Monday, November 1
BART: Good for Car Drivers
As usual in the SF Bay Area, public transit's importance is measured in terms of benefits to automobile drivers (as in, "Will BART get the other people off this road so I can get to work faster?"). Bay Bridge traffic, for example, would queue at a walking pace as far away as Rodeo, Pleasant Hill, and Hayward if BART service suddenly vanished. This is according to a UC Berkeley report that underlines BART's congestion-mitigating effects. Antitransit motorists should take note from this report that even they benefit from the existence of public transit--that other people voluntarily board high-capacity vehicles instead of driving their own car (or involuntarily do so if they cannot drive because of finances, disability, or lack of license).
That said, opponents of tomorrow's BART seismic retrofit parcel tax ballot measure say that people from outside the BART district use the service, too, and only users, including the outsiders, should pay for the retrofit. The opponents had better be certain they won't have to drive corridors like 24 after the Big One, but they nevertheless have a point. Should BART draw repair funds exclusively from riders or exclusively from SF-Alameda-CoCo residents?

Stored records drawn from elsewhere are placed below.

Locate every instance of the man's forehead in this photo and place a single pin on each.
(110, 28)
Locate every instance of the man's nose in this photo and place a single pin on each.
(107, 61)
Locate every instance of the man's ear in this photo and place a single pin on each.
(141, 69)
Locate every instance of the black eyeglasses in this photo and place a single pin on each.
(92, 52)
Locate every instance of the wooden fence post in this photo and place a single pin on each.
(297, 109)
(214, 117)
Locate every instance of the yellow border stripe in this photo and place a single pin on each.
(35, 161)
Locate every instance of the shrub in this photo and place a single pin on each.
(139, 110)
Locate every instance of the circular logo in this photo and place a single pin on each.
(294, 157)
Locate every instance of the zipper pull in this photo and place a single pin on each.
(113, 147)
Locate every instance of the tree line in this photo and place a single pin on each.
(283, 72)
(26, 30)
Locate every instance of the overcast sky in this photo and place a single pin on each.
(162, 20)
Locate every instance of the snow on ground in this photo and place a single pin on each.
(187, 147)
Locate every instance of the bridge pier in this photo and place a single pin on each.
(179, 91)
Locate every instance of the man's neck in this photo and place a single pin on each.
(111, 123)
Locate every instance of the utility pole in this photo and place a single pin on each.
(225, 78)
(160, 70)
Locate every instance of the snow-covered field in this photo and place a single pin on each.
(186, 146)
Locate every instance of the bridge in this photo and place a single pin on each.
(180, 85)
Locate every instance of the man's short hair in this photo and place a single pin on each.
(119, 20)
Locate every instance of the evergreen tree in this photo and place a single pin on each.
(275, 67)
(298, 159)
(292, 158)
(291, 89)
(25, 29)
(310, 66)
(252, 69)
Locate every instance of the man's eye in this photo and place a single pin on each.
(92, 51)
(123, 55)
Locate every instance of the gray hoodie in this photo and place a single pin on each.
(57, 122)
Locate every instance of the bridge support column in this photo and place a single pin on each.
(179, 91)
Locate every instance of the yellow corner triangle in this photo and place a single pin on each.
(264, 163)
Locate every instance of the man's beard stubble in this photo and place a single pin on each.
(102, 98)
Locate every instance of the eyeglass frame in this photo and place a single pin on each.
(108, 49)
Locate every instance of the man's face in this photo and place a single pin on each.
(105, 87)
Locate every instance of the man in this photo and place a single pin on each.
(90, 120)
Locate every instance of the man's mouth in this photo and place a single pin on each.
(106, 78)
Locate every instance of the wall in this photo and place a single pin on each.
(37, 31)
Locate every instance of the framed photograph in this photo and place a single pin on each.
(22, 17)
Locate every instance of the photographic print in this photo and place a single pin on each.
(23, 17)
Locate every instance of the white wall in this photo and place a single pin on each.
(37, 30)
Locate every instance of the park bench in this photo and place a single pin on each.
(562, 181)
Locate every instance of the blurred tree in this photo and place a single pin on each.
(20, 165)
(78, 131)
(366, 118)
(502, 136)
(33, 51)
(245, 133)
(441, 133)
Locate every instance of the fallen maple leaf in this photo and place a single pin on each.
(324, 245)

Such is the choice they give, and it's too either-or. Who benefits from BART? Citizens of the BART district, as a whole, and BART riders. Hence, they should probably all pay. BART should consider instituting both a parcel tax and the No-on-AA campaign's suggested surcharge (not a flat fee but as a percentage of distance traveled on the system). Wouldn't that be fair?
Still, BART district voters should remember when voting tomorrow that the Bay Area will be in serious trouble if no one makes a move. Better, then, to say yes on AA than wait for an unspecified "someone else" to take action on the problem.